La liberté des médias, et donc de la presse, est indispensable pour le développement démocratique et pour la vigueur de la société civile. Je peux uniquement ajouter que ce principe est largement reconnu à l'échelle internationale. Les médias libres peuvent être dérangeants, particulièrement pour ceux qui sont au pouvoir, qui ont peur du changement et qui préfèrent ne pas parler de certaines réalités peu réjouissantes. Ceux-là choisissent le statu quo pour des raisons principalement d'intérêt personnel. Néanmoins, dans un monde globalisé qui dispose désormais d'une interconnexion rapide à travers internet, on ne cache rien très longtemps. L'accès sans entraves à l'information est essentiel pour améliorer la qualité de l'éducation, de la santé et d'autres services de base, ainsi que pour le développement de la science.

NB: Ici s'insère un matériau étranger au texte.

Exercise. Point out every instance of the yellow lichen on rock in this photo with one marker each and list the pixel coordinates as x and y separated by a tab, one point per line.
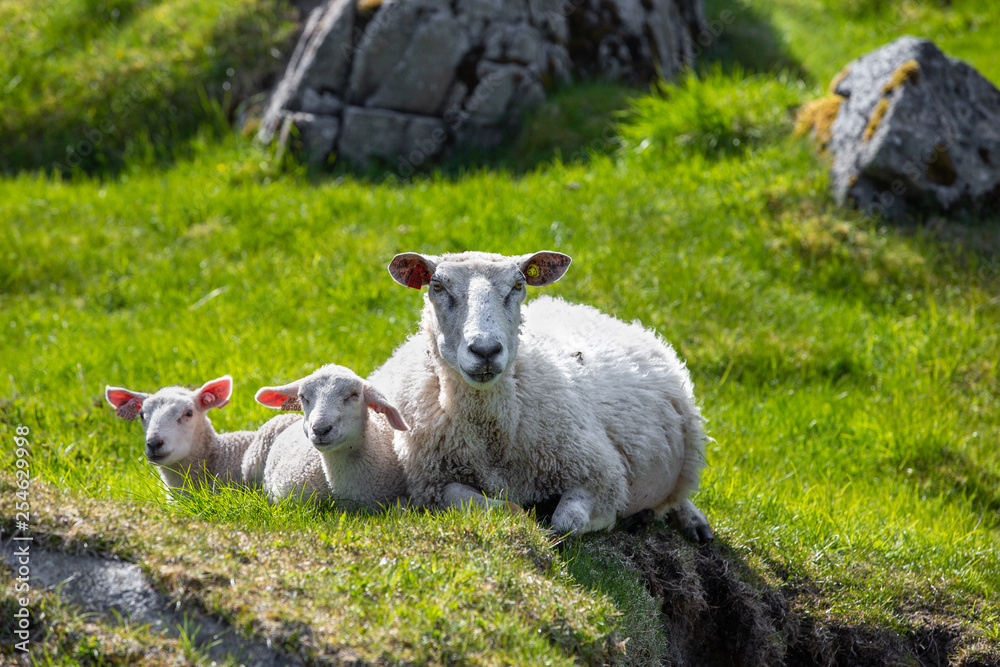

Dans ce sens, les intérêts de la société civile coïncident avec les principes d'une presse libre. Les médias libres et responsables reflètent la vie de la société dans toute sa complexité, ce qui est essentiel pour le dialogue et pour la promotion de la culture de la compréhension et de la tolérance.
Or il est également important de rappeler que la liberté des médias est essentielle pour la promotion de la solidarité humaine globale, la coexistence des cultures et des civilisations et pour que les différentes cultures s'enrichissent mutuellement.